In neonates, the visible signs of the disorder manifest themselves usually at 72 hours or later after birth, generally after the infant has left the hospital or birth center. Thus, the signs of hyperbilirubinemia typically appear when the baby is no longer under the observation of trained medical personnel. This delayed onset of neonatal hyperbilirubinemia is also at a time when many mothers have strong psychological tendencies to hope and believe that their newborn is well. This perceptual and psychological bias often leads to significant delays in the mothers' seeking care from pediatric physicians and nurses. In order to minimize the organic and neurological damage caused by the elevated bilirubin levels, therefore, it is advantageous to intervene early, preferably prior to the baby's discharge from the hospital or birthing center and before medical control over monitoring and treatment has been lost, which is often before the visible signs of jaundice appear.
One aspect of effective intervention is the accurate and timely identification of individuals at risk for developing this syndrome. Because, in order to eliminate as totally as possible the incidence of neonatal jaundice, every infant must be tested, effective prediction requires a simple, noninvasive procedure. Measurement of bilirubin in the blood per se is not a satisfactory approach because accurate prediction of a potential to develop jaundice rests on detection of increased bilirubin production, as opposed to the levels of bilirubin in the blood. Blood bilirubin levels are influenced not only by production, of course, but also by rates of excretion, and hepatic and intestinal uptake.
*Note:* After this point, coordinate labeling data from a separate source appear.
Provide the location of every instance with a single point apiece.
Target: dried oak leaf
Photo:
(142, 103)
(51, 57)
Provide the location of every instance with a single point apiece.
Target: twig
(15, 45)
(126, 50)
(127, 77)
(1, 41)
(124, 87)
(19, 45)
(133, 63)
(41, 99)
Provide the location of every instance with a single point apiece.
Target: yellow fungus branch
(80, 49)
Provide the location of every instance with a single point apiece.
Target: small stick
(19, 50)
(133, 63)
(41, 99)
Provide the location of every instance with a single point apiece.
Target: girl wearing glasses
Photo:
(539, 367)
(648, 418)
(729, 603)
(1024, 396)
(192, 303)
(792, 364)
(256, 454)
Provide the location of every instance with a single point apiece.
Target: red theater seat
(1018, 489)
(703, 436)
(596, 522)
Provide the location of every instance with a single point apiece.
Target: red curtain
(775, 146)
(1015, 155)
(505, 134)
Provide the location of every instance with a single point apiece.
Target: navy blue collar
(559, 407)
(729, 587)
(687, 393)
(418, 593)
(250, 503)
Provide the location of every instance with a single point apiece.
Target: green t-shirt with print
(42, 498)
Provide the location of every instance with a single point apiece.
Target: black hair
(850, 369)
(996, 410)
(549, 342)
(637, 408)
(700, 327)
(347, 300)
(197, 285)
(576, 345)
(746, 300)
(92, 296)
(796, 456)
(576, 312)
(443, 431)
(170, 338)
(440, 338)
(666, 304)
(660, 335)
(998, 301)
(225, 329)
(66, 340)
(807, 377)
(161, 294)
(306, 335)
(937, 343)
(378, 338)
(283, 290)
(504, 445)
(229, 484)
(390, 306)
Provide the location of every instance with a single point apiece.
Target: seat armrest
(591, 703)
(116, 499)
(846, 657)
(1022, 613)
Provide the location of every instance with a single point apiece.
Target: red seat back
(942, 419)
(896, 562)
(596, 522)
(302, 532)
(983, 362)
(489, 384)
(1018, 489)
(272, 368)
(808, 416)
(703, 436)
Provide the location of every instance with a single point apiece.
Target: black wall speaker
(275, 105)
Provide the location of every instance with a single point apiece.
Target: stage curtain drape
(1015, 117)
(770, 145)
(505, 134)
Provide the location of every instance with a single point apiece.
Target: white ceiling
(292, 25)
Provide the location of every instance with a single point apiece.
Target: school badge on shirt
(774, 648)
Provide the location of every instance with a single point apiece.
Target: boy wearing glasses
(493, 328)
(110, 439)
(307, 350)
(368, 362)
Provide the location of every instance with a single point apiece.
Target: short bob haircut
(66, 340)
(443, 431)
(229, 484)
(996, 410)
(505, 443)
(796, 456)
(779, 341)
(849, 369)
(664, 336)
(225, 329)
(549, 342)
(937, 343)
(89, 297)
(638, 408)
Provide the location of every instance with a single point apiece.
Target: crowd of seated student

When subjects at risk are identified, they must either be monitored for subsequent treatment or administered a treatment in advance which prevents the onset of serious jaundice.
Prior art approaches to identification of individuals at risk for developing neonatal hyperbilirubinemia have several limitations. When only one variable is measured (such as total bilirubin, as used in the Bhutani nomogram and similar decision tools), the sensitivity and specificity are not adequate to accurately define the individual infants in the population at-risk. When one variable (such as total bilirubin) is measured serially, the invasiveness and exposure of the infant to repeated phlebotomies is usually unacceptable, to the clinicians and to the parents. When more than one variable is measured, the predictive decision-support method generally is intolerant of missing values for one or more variables and fails to recommend a decision or produce a risk-score when some information is not available. When exotic laboratory variables (such as OATP or UGT genotypes, or TNF-alpha or IL-1β, IL-6, IL-8, IL-10, or other biomarkers) are measured, one or more of the following attributes of the assay methods preclude their widespread practical implementation: excessive turnaround-time in the context of relatively short time interval that is pertinent to the clinical decision regarding what preventive or management interventions, if any, are applicable; excessive testing expense; lack of ready availability of providers of the assay methods.